Since I do live close to stores, I wouldn't do any cleaning other than what Apple says - and I request staff to instruct me how to clean it - possibly pointing out the cleaning KB and I'll review with them what force is safe from canned air, vacuum, etc... I wouldn't even go down the path of "suck on it” since the force from the suction could probably unhinge / break many headphone speakers unless they were internally vented in a very clever manner. (AirPods may in fact be, but I'm sticking with Apple on how to clean / maintain these.)

  • 2
    I followed this recommendation and got mine replaced for a fourth time. There were not many questions asked this time around, I just answered their normal procedure questions, including factory resetting etc. They did not request any cleaning to be done, so I adhere to your recommendation not to try anything yourself unless they ask.
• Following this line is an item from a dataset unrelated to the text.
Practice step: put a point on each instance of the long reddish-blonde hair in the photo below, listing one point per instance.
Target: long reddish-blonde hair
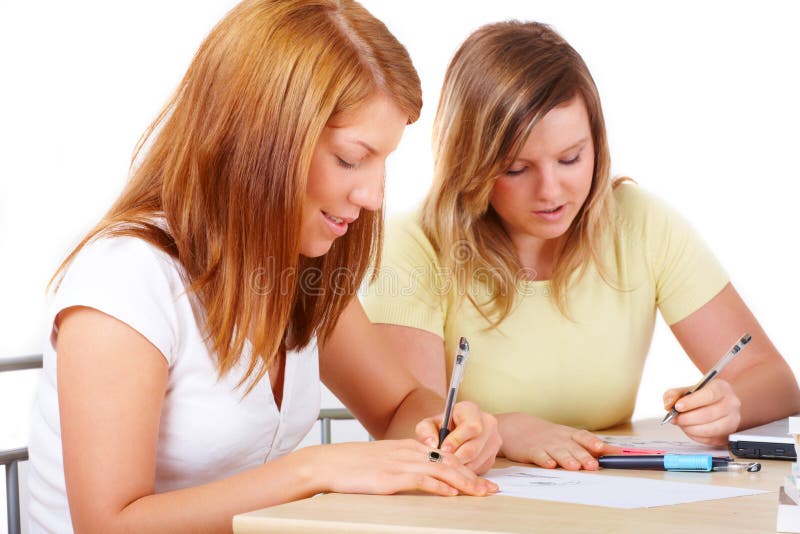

I'm guessing they are aware of this problem. Double-check that the ticket is filed as a customer complaint free of cost (as it should be), because junior Apple staff may otherwise think it's customer-requested replacement, and that would cost about $70+ USD.
    – P A N
    Aug 7, 2018 at 10:16
  • Just to be clear, it shouldn’t matter how something is classified. Apple pays for repairs to functionality in three cases. 1. Within warranty period for where the purchase was made. 2. AppleCare extends coverage (no AppleCare covers AirPods currently) 3. Documented Exceptions. Perhaps they covered the exception if you experienced the issue during warranty or were just being generous.
    – bmike
    Jan 20, 2019 at 21:54

Following up on this. The Cleaning tip where owners gently "suck" on the mesh screen portion of the airpod till they feel air passing thru WORKS. Functionally, it's not sucking stray earwax, but physically RESETTING the diaphragm on the headphone. I've done this to my 3 year old Gen1's Airpods as a last-ditch effort. Works like a charm!


I have had the exact same problem with the pair I bought my grandson. I too have returned them (under warranty) 3 times. I’m sure it is a mechanical/technical problem, because if you rotate them in your ear 90 degrees forward, they go to full volume. When you turn them back down to the position you would normally wear them, the volume drops dramatically.


Wade makes a good point about the 90-degree turn. In addition, swapping them into the opposite ear, whether facing up or down, somehow resulted in full sound as well.

In any case, to my amazement, the blowing-sucking trick did FIX low sound in my left earbud even though it was hardly dirty/waxy: https://www.youtube.com/watch?v=KGdR5kay5ZE

I did not use a hair-dryer as shown in the video, so it only took a moment.

Consider it a discovery experiment. Enjoy.